I had a Chinese colleague who was devastated when she found out she was having a 2nd girl - she had multiple scans in case they were wrong. Terrible things happen to female children in other cultures so I really don’t think my slight preference for a girl which I’m sure would disappear as soon as I had a baby boy in my arms is going to affect any child detrimentally.

The question started out innocently enough but now it seems like this thread has become a free for all to attack woman like me for our preferences. Clearly ‘Be Kind’ didn’t make it to this corner of Mumsnet.

Your post seemed pretty reasonable actually. With every girl you had your preference for another girl grew. Seems reasonable and practical. I think having two or more of the same sex is fabulous for the child (what child doesn’t want a sibling with the likelihood for similar preferences for toys and games) and it brilliant for easy hand me downs.

I just find the posters on here banging on about clothes and shared menstruation very odd.
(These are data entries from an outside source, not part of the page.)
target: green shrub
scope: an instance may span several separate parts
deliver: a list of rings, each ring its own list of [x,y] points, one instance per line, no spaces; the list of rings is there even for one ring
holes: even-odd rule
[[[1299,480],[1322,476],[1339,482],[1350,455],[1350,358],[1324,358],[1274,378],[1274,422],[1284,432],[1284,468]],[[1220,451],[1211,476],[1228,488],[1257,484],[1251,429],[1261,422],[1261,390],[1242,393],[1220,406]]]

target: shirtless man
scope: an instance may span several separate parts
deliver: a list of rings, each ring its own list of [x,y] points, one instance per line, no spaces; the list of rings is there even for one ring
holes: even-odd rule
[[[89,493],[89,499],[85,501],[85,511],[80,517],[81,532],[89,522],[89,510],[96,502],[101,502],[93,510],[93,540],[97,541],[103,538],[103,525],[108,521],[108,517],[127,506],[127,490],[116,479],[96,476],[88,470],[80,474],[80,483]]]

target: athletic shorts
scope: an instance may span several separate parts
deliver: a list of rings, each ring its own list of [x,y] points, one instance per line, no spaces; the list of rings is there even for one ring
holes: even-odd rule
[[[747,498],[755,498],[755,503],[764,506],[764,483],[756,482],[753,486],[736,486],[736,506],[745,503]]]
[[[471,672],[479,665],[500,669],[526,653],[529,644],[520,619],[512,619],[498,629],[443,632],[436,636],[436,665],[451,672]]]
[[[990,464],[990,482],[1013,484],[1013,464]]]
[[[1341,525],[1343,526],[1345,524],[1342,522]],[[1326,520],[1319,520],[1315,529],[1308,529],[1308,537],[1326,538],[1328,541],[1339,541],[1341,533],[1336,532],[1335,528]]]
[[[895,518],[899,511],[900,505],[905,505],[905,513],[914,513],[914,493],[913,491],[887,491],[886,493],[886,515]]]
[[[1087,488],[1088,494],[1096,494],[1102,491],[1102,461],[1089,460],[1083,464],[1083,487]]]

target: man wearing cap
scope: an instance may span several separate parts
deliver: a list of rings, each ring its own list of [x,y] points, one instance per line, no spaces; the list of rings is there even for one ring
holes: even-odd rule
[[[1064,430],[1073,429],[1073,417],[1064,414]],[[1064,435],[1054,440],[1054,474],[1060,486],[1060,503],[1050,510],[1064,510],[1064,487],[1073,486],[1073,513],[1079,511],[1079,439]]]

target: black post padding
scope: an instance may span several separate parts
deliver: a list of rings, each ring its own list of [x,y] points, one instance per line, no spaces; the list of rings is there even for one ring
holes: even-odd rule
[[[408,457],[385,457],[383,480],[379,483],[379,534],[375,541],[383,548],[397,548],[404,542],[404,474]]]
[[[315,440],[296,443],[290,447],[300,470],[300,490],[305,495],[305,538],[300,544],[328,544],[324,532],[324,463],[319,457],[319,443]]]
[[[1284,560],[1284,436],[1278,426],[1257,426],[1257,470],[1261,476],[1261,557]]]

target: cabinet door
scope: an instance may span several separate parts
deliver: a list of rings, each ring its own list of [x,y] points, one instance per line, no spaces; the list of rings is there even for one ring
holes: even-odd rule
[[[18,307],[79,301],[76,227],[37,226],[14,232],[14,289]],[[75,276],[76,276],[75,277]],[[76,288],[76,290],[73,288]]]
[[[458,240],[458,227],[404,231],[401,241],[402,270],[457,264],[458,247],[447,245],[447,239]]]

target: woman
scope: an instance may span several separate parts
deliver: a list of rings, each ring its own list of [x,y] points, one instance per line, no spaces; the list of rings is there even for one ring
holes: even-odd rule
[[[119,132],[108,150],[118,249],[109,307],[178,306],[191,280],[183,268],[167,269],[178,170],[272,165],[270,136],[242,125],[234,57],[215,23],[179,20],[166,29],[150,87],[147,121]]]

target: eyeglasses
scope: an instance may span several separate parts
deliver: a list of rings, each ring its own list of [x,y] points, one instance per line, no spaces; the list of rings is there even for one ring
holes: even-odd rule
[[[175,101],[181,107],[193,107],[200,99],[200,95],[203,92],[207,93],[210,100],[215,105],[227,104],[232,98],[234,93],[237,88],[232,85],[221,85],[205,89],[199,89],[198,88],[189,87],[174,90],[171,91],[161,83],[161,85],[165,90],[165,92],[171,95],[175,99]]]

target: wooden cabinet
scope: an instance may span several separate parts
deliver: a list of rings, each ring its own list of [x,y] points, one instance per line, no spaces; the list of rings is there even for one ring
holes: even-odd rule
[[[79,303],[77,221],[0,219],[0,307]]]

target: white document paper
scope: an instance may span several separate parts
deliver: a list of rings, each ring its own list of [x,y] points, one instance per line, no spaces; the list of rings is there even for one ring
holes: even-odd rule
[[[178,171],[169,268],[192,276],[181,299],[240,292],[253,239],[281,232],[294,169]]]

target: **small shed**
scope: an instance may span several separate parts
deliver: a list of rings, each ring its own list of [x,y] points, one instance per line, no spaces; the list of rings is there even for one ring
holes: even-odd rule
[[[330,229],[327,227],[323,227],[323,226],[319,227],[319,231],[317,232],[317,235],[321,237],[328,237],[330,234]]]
justanotherneighinparadise · 14/11/2020 10:02

@LincolnshireYellowBelly

I really didn’t care what I had and never found out. I have two beautiful boys and they are really close to each other. My only disappointment is how other people have acted towards me - making suggestions that I must be disappointed to not have a daughter. We were never in a position to have had a third child, and I also feel that ship has sailed, however I always wondered what whether I’d have comments made about just trying for a girl. It is a shame...
Honestly those comments only reflect poorly on the person that says them. Children are a gift and should always be cherished as such.
Tblock · 14/11/2020 10:02

@abitfunny

I disagree strongly with some of the comments on here, especially the OP labelling it as gender discrimination. It runs a lot deeper for many of us than just wanting to wear matching dresses and go on bloody spa days. I’m pregnant with my second son and whilst I am so happy to have another healthy baby and a beautiful brother for our son, I felt sad when we found out. A relationship between a mother and her son IS different compared to one between a mother and her daughter. I don’t love my children any less because of it, I don’t pine for a daughter day in day out. But the reality of it is that many of us would love one of each.
Nobody is saying you can’t want one of each, but it’s absolutely pathetic when you have mother’s crying in the baby girl section of a shop because they are have a baby boy. I have seen a few threads on here say this exact thing. You might think that’s normal, but reality is that’s messed up and very self centred. Oh poor me, I’m not having the I crave. How about you cherish and be grateful you can have children? Think of how fantastic it will be to have any sort of child regardless of gender because there are millions of mums that can’t have any and would die to be in you’re place. Due date for us is April 30th, and either way we will be ecstatic regardless of gender.
OP posts:
Poppyismyfavourite · 14/11/2020 10:02

It's really interesting hearing the difference reasons people had for having a preference!
I want one of each tbh, so with this (first) pregnancy, I wasn't too fussed either way. I had a slight preference for a girl, because I think men who have older sisters tend to be more respectful of women. Although I work in a very male-dominated field so feel like I can relate to boys better. DH wanted a girl because "teenage boys are too much trouble" (think he was trouble!).
This one is a girl, and I'd be a tiny bit disappointed if the next one (God willing) is too - just because we wouldn't have both then.